Elma menambahkan, ketika videocall itu suaminya masih kelihata segar bugar dan sehat walafiat. Tak lama kemudian, sekitar pukul 17.00 WITA, Nurhadi kembali dihubungi oleh putra keduanya yang berusia 5 tahun.
"Anak saya menelepon sekitar tiga kali, aktif tapi tidak diangkat-angkat. Akhirnya datang kabar buruk itu pada Kamis, 17 Mei 2025, pukul 02.00 Wita," tambahnya.

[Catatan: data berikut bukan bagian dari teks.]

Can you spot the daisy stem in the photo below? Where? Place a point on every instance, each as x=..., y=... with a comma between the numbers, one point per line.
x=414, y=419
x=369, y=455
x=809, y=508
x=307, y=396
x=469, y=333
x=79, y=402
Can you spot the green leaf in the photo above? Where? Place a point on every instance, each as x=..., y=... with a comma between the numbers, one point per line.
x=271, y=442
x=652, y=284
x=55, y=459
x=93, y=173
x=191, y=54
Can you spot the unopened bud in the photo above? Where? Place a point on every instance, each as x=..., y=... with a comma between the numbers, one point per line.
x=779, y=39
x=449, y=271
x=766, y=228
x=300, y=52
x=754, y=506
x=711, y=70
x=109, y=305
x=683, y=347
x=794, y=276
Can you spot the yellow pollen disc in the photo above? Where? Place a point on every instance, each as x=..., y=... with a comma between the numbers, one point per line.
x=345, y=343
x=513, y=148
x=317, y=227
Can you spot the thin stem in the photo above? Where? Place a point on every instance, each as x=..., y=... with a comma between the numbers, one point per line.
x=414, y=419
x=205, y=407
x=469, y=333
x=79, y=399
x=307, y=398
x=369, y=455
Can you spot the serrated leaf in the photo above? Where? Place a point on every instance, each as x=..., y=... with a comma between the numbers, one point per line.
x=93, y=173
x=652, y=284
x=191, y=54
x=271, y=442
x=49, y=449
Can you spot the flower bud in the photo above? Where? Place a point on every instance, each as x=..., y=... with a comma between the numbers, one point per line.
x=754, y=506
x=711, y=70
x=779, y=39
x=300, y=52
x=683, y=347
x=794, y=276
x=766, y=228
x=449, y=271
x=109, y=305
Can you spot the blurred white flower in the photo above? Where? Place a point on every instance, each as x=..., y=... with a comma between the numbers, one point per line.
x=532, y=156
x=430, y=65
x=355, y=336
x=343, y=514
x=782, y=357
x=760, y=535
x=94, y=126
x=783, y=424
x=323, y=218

Elma mengaku tidak percaya dengan kabar duka tersebut, karena sebelum berangkat, suaminya sempat pamitan dan bercanda. Sebelum berangkat, Nurhadi berpamitan untuk menjalankan tugas mengantar Kasubid Paminal, Kompol I Made Yogi Purusa Utama, ke Gili Trawangan.
Dan hingga kini Elma merasa ragu dengan penjelasan kematian Nurhadi. Dia bilang bahwa suaminya tidak pernah memiliki masalah di kantor, dan jika pun ada, bukanlah masalah serius. Elma juga mempertanyakan keterangan polisi yang menyebut suaminya terlibat dalam pesta, menggunakan obat terlarang, dan mengonsumsi minuman keras.
"Merokok saja dia tidak bisa, apalagi memakai obat-obatan dan minum minuman keras. Itu sama sekali tidak benar. Saya merasa dia dicekoki, dipaksa," kata Elma dengan suara bergetar menahan tangis. Elma dan Nurhadi memiliki dua orang anak laki-laki, yang pertama lima tahun, yang kedua empat bulan.
Kematian Nurhadi merupakan pukulan berat bagi keluarganya. Mereka mengenang Nurhadi sebagai anak yatim yang berjuang keras hingga menjadi seorang polisi.
Nurhadi dikenal sebagai sosok pendiam, baik hati, dan rajin beribadah. Warga di kampungnya mengenalnya sebagai penolong dan jujur. "Dia itu adik saya yang sangat baik dan penurut. Dia selalu menuruti apa saja yang saya nasehati. Bagaimana saya bisa menerima kematiannya, karena semua itu tidak wajar, itu tidak adil untuk dia," kata Dewi, kakak kandung Nurhadi.
Bagi Dewi dan Elma, Nurhadi tidak mungkin melakukan perbuatan yang dituduhkan oleh penyidik Polda NTB, seperti menggoda perempuan, mengonsumsi obat terlarang, atau minum minuman keras.